Três fatores levaram a XP a tirá-lo do papel. A demanda reprimida dos entusiastas de shows após meses de pandemia é o mais óbvio deles. Também constatou-se a disposição atual dessa turma em abrir mais a carteira para ver de perto seus artistas favoritos e o bom andamento da vacinação contra a covid-19 no país. “Vimos uma oportunidade financeira e uma chance para aproximar o mercado financeiro do setor de entretenimento”, acrescenta Mattos. “É um segmento que ficava de fora da cesta de investimentos de muita gente.”

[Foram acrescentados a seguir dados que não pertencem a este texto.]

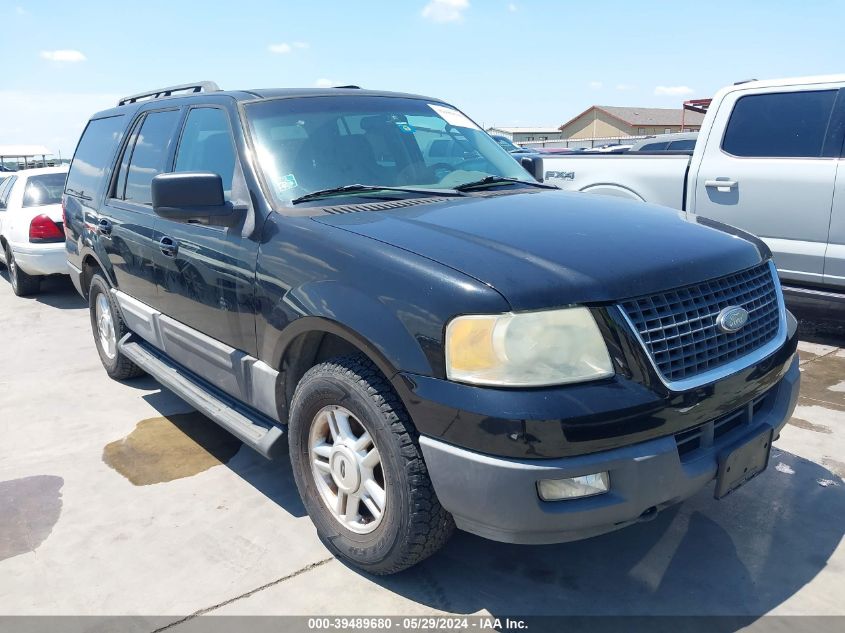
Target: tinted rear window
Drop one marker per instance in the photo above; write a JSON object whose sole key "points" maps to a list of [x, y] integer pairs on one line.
{"points": [[783, 125], [686, 144], [93, 154], [149, 155], [44, 189]]}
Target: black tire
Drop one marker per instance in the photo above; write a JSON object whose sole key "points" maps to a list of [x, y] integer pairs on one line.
{"points": [[119, 367], [414, 524], [23, 284]]}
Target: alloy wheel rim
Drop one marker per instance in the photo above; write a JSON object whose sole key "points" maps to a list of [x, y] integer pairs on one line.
{"points": [[105, 326], [347, 469]]}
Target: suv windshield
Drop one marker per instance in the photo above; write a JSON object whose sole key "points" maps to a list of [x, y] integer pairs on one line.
{"points": [[313, 144], [44, 189]]}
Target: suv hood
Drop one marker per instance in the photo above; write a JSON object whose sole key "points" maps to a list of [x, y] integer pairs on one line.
{"points": [[548, 248]]}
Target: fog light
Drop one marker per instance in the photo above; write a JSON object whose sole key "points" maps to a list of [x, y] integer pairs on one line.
{"points": [[574, 487]]}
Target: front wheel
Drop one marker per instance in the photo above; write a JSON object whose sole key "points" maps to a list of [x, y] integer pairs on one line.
{"points": [[360, 471], [23, 284]]}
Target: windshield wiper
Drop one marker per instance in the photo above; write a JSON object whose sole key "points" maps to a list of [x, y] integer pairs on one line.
{"points": [[353, 189], [500, 180]]}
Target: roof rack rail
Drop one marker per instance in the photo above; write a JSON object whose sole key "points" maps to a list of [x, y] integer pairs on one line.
{"points": [[200, 86]]}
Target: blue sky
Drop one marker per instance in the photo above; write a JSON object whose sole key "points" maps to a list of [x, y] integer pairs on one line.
{"points": [[504, 62]]}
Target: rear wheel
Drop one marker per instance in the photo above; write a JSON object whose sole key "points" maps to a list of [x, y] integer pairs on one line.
{"points": [[360, 471], [22, 284], [108, 328]]}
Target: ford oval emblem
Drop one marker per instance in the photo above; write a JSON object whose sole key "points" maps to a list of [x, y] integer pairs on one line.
{"points": [[732, 318]]}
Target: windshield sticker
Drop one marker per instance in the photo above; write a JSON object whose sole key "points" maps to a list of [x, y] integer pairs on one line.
{"points": [[283, 183], [452, 116]]}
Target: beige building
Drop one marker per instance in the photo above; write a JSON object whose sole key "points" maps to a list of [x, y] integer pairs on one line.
{"points": [[615, 122]]}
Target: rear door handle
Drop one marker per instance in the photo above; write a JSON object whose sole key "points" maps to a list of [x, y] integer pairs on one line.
{"points": [[721, 185], [168, 246]]}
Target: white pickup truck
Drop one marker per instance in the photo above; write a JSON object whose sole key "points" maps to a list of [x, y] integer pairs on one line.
{"points": [[767, 161]]}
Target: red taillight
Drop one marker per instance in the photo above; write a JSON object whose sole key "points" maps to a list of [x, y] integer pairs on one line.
{"points": [[43, 228]]}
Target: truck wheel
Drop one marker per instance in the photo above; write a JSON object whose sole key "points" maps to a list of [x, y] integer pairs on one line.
{"points": [[23, 284], [109, 328], [360, 471]]}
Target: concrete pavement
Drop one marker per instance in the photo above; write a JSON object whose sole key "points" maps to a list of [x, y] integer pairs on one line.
{"points": [[116, 499]]}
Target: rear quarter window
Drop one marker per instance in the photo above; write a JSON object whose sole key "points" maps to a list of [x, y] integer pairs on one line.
{"points": [[779, 125], [93, 155]]}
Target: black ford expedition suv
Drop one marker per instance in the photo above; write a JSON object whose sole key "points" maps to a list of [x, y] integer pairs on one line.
{"points": [[439, 342]]}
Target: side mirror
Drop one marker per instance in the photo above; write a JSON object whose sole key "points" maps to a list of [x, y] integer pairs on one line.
{"points": [[193, 197], [533, 165]]}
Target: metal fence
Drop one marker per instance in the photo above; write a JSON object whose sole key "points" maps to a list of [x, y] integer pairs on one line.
{"points": [[576, 143]]}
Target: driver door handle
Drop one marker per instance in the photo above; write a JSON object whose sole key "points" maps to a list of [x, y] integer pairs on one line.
{"points": [[721, 185], [168, 246]]}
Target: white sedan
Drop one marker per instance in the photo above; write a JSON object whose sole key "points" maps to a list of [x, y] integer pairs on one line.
{"points": [[32, 239]]}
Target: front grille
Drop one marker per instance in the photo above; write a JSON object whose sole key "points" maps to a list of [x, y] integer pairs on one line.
{"points": [[678, 327]]}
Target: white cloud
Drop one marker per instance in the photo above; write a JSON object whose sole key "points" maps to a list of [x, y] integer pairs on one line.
{"points": [[673, 91], [282, 48], [63, 55], [445, 10], [33, 118]]}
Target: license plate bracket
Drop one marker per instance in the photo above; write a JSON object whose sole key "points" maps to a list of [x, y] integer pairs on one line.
{"points": [[743, 461]]}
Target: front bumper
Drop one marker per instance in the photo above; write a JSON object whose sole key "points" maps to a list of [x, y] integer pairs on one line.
{"points": [[41, 259], [497, 497]]}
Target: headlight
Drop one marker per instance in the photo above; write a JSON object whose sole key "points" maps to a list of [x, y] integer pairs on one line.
{"points": [[528, 349]]}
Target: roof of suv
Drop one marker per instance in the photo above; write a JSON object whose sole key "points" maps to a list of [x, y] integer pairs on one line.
{"points": [[264, 93]]}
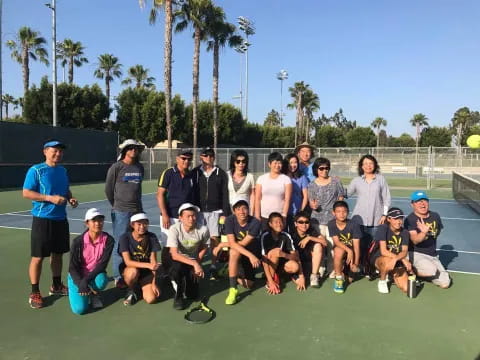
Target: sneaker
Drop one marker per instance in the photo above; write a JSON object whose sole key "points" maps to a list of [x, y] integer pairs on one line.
{"points": [[338, 286], [96, 301], [383, 287], [62, 290], [130, 299], [232, 296], [35, 300], [321, 271], [314, 281]]}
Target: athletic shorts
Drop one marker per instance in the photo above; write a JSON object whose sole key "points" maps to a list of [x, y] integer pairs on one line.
{"points": [[49, 236]]}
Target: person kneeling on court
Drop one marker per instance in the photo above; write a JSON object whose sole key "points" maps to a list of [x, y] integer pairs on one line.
{"points": [[140, 268], [346, 235], [391, 255], [279, 256], [242, 232], [89, 258], [425, 227], [310, 245], [187, 242]]}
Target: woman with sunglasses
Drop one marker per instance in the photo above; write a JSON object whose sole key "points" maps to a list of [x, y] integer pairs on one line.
{"points": [[241, 183], [322, 194], [299, 201]]}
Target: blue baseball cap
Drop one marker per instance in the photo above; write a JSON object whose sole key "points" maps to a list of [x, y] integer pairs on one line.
{"points": [[54, 143], [419, 195]]}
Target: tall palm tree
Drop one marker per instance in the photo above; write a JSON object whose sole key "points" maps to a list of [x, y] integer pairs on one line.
{"points": [[167, 62], [139, 75], [108, 68], [220, 33], [28, 45], [7, 99], [196, 13], [71, 54], [377, 124]]}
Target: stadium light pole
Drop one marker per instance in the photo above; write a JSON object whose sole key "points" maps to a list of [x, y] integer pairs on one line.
{"points": [[53, 7], [281, 75], [248, 28]]}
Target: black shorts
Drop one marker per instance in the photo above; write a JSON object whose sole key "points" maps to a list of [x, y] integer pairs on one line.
{"points": [[49, 236]]}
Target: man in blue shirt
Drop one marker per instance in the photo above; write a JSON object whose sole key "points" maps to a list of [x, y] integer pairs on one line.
{"points": [[47, 185]]}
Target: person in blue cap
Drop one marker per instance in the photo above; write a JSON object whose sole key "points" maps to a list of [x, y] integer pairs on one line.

Para a Opus, esse fundo lhe permite ganhar dinheiro e ao mesmo tempo auxiliar a carreira dos cantores e grupos que agencia, além de incentivar a retomada do setor de que depende. “Compramos shows só de artistas consolidados”, diz Lucas Giacomolli, vice-presidente da Opus. “Não estamos fazendo, portanto, nenhuma aposta.” Ele não acredita que fundos do tipo vão mudar completamente a dinâmica de remuneração de estrelas do setor musical. “Muitos nomes devem continuar negociando suas apresentações por conta própria”, argumenta. “Mas com certeza criamos uma ferramenta benéfica para todos os lados envolvidos.”